FPG, fasting plasma glucose; GLP‐1 RA first, glucagon‐like peptide‐1 receptor agonist first group; HbA1c, glycated hemoglobin; Insulin–GLP‐1 RA, receive once‐daily insulin therapy, degludec, for 12 weeks and then liraglutide for 12 weeks relay.

Each treatment satisfaction score of DTSQ (item 1, 4, 5, 6, 7 and 8) significantly increased for both groups, with no significant differences between the groups. The ratings for the perceived frequency of hyperglycemia or hypoglycemia were also comparable for all participants throughout the study period (Table S4). The median total DTSQ scores for the Insulin–GLP‐1 RA relay group and the GLP‐1 RA first group were 22.0 and 22.0, respectively, at baseline and 29.0 and 30.0, respectively, at the end of the study. The total DTSQ scores were significantly increased in both groups, with no significant differences between the groups.

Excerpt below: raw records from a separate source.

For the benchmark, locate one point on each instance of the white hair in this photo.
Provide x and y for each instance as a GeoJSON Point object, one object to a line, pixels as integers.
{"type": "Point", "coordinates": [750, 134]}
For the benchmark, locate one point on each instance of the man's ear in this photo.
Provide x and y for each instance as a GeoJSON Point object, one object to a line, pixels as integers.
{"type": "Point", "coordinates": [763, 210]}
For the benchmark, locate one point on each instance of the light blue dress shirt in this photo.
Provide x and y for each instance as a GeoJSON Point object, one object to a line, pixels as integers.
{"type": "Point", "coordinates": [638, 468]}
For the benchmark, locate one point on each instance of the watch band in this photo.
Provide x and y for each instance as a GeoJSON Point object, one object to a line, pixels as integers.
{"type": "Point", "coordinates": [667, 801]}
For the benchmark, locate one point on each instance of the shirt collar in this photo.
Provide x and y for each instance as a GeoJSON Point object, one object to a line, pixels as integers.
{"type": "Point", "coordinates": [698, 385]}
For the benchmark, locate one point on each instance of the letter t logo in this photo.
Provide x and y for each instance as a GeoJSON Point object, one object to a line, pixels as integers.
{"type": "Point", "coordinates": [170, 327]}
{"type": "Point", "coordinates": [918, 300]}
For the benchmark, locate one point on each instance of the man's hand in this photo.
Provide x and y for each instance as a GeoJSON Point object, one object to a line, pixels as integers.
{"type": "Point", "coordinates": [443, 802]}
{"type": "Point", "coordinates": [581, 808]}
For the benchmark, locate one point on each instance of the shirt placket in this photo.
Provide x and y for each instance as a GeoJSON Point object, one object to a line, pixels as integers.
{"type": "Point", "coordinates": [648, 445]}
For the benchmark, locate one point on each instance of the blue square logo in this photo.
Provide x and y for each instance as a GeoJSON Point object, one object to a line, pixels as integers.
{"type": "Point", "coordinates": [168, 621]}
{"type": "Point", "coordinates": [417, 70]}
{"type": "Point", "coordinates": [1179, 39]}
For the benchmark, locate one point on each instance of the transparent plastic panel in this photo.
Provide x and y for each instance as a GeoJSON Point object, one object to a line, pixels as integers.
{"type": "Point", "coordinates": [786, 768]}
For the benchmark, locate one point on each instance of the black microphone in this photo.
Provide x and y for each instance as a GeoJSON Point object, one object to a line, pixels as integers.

Among subanalysis of the changes in HbA1c and FPG according to baseline CPR quartile, there were no significant differences in baseline HbA1c and FPG between the groups, except for baseline HbA1c in the lowest CPR quartile (P = 0.022; Table S5). There was no association between CPR quartiles and insulin dose by the Kruskal–Wallis test (P = 0.432). The reduction of HbA1c in the Insulin–GLP‐1 RA relay group tended to be larger than that in the GLP‐1 RA first group in the lowest CPR quartile (P = 0.072).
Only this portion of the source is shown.